Microsoft Edge bug allowed collection of data through extensions

Microsoft Edge on Android

Aside from showing Chrome users a popup to switch to Microsoft Edge, it turns out that the company is also striving to fix known bugs and security flaws of the browser, and the system associated with it. The tech giant has just fixed a prior glitchy update to its Edge browser, which was causing numerous problems for users. However, it turns out that there’s more and this particular one could be severe.

A recently patched bug in Microsoft Edge allowed potential attackers to install extensions on the user’s system. And it could happen without any interaction from the user. Notably, it could be exploited for financial gain or other purposes.

Tracked as CVE-2024-21388, this vulnerability was at first revealed by Guardio Labs security researcher Oleg Zaytsev, who highlighted its potential for malicious exploitation.

Attackers could have used the Microsoft Edge bug to install an extension by exploiting a private API

Researchers addressed the security flaw in Microsoft Edge stable version 121.0.2277.83 released on January 25, 2024. Bad actors could have exploited the flaw to leverage a private API originally intended for marketing purposes. This API could enable attackers to install browser extensions with broad permissions, which could lead to a browser sandbox escape.

The vulnerability, if successfully exploited, could have allowed attackers to gain the privileges needed to install extensions on users’ systems without their consent. An attacker could make it happen by exploiting a private API in the Chromium-based Edge browser.
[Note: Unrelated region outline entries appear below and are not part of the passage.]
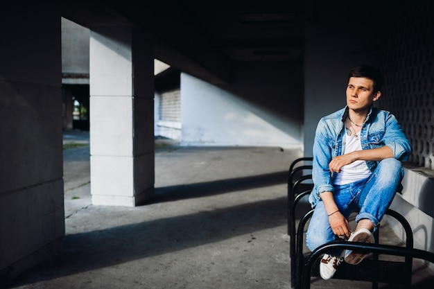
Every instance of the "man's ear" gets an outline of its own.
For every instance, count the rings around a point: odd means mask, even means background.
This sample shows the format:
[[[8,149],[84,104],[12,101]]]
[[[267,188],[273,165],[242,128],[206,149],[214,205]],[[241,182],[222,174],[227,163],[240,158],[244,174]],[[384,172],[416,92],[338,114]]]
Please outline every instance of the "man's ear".
[[[374,94],[374,97],[372,98],[372,100],[373,101],[378,100],[380,96],[381,96],[381,91],[376,91],[375,94]]]

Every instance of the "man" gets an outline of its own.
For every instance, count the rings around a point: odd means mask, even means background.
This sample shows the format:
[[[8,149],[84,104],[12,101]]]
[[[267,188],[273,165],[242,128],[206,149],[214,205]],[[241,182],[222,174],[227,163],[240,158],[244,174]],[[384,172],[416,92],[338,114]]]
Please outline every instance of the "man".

It reportedly granted privileged access to a list of websites, including Bing and Microsoft.

By running JavaScript on these pages, attackers could install extensions from the Edge Add-ons store. It won’t require any interaction from the user. The bug in Microsoft Edge essentially stemmed from insufficient validation. It could allow attackers to provide any extension identifier from the storefront and stealthily install it.
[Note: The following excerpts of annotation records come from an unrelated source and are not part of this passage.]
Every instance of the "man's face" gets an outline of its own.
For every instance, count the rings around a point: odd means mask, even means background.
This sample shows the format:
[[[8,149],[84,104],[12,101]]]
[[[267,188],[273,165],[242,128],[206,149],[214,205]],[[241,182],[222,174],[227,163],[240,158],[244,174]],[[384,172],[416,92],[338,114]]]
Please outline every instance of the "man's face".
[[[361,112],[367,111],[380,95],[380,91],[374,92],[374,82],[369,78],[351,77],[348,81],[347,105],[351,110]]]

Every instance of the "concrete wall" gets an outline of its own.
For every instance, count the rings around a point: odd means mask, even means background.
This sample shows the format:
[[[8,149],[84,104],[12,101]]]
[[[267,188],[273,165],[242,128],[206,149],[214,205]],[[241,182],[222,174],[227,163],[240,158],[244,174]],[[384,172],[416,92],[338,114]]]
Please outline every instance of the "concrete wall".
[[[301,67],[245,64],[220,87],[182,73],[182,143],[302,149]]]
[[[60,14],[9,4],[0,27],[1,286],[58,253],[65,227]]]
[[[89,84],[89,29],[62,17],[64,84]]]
The potential impact of this vulnerability is significant, as it could have facilitated the installation of additional malicious extensions. In a hypothetical attack scenario, threat actors could not only publish seemingly harmless extensions to the add-on store but also leverage them to inject malicious JavaScript code into legitimate sites. Subsequently, users visiting these sites would unknowingly have the targeted extensions installed on their browsers without their consent.
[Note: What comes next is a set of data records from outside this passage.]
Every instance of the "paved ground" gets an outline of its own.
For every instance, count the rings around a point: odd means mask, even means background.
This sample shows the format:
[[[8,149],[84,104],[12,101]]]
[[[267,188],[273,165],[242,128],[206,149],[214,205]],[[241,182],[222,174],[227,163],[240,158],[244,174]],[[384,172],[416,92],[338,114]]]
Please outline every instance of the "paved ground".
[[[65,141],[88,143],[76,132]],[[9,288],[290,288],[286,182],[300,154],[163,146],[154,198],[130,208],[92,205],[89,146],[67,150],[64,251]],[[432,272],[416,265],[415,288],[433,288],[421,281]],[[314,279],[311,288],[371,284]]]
Thankfully, there’s no record of a successful exploitation

Thankfully, there’s no evidence of a successful exploitation of this security flaw. Browser customizations aim to uplift the user experience. However, they can inadvertently introduce new attack vectors and this recorded security flaw is a perfect example of that. As Guardio Labs’ Oleg Zaytsev emphasized, attackers can easily trick users into installing seemingly harmless extensions, which could serve as the initial step in a more complex attack.